Lady Gaga can get away with wearing meat to the MTV Video Music Awards and giving birth to an alien race in a music video -- so what on earth did she do to get kicked off YouTube?
Little Monsters checking in with Gaga's video diary on Thursday were stunned to find her YouTube channel replaced by this message: This account has been suspended due to multiple or severe violations of YouTube's copyright policy. And just as she was on the edge of glory! What did Gaga do to offend the Google-owned video network?
According to Time Out Tokyo, Gaga's "severe violation" was posting her July 12 appearance on a Japanese TV show called SMAPxSMAP. The clip featured the singer performing a ten-minute medley of "The Edge of Glory," "Born This Way" and "You and I," with occasional Japan-themed interjections like, "You taste like sake when you kiss me!" At one point, she emerges from a box in a black dust mask; at another, she plays at a piano made of giant bejeweled hands. You know, typical Gaga.
Unfortunately, the singer's management failed to secure the rights to the TV clip, provoking a copyright complaint by the overzealous copyright-protection group Media Interactive, Inc. (You'd think she'd have some copyright claim since it's her own music -- but perhaps not.) Gaga has yet to comment on the YouTube shutdown, though earlier this week, she tweeted about her appearance: "My performance+cooking show appearance on SMAP SMAP is airing now in Japan.
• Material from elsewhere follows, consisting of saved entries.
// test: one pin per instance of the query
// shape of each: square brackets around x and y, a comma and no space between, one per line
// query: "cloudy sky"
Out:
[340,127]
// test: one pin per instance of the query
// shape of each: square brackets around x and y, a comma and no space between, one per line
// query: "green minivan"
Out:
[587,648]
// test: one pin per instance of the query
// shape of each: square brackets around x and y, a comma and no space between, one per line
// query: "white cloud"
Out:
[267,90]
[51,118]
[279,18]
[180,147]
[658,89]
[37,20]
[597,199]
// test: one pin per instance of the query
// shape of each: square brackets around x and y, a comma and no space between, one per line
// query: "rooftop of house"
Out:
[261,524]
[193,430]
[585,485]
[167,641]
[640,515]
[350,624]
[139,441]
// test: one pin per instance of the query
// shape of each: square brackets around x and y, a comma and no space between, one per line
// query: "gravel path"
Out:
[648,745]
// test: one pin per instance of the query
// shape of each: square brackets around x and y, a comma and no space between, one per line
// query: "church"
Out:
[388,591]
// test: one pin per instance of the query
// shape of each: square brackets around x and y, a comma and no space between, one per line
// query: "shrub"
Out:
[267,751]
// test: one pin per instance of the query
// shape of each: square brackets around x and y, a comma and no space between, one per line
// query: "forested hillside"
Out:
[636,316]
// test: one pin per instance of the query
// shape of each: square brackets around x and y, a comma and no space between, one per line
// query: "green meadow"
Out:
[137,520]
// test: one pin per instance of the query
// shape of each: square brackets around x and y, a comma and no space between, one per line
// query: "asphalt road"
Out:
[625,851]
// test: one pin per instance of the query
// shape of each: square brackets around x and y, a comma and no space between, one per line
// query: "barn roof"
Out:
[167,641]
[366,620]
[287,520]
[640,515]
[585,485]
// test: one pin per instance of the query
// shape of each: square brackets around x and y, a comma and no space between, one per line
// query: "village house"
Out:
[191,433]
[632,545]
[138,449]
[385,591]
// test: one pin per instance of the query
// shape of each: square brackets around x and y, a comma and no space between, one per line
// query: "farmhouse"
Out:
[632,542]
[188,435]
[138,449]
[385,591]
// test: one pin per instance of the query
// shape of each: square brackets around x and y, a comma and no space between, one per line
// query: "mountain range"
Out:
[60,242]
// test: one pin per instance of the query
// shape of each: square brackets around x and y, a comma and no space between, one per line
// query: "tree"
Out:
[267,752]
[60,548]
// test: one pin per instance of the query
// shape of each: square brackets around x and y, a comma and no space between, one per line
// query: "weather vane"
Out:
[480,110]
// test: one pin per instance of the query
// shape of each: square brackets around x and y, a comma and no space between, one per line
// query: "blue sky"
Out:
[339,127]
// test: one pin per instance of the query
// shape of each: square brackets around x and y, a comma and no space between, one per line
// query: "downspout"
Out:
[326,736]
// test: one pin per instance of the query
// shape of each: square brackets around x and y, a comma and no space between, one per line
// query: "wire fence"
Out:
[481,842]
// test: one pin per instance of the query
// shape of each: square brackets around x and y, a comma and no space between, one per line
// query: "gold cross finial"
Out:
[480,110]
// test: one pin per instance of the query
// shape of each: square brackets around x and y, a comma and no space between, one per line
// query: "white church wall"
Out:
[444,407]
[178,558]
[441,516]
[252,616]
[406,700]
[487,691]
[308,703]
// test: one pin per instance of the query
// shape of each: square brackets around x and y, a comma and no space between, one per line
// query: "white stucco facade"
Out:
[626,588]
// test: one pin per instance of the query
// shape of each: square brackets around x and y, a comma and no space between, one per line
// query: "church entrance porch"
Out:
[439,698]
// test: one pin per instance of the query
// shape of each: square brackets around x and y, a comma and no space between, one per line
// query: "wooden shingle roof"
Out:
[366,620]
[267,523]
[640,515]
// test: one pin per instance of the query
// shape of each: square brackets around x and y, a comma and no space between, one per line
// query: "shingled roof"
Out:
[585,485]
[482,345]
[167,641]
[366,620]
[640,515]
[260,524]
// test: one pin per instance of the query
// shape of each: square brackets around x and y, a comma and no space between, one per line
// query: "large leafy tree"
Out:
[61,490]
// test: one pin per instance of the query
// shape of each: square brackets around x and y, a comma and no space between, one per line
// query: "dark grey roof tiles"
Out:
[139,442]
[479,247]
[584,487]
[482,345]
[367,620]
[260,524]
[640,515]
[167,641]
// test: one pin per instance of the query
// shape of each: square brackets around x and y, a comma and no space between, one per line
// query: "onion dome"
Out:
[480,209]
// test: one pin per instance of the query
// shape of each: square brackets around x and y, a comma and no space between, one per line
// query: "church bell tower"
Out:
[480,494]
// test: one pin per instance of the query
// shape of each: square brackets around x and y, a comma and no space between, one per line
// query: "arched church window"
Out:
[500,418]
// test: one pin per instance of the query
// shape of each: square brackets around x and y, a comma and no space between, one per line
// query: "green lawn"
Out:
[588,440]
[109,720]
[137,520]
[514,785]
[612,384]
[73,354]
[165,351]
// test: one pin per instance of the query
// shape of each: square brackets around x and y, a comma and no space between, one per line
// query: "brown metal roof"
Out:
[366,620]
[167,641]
Kawaii Monsters!"
Fortunately, the rest of the week's Lady Gaga news is much happier. It was announced Thursday morning that her Monster Ball HBO concert special was nominated for five Emmys. ("I'm crying, so proud!" the singer tweeted.) A few hours later, Gaga informed fans that China was had lifted its ban on the sale of her album Born This Way. (China and other conservative nations had objected to the album's "pro-gay content.")
"Our trip to Asia has been enlightening + promising," Gaga tweeted after announcing the news. "Stand strong!"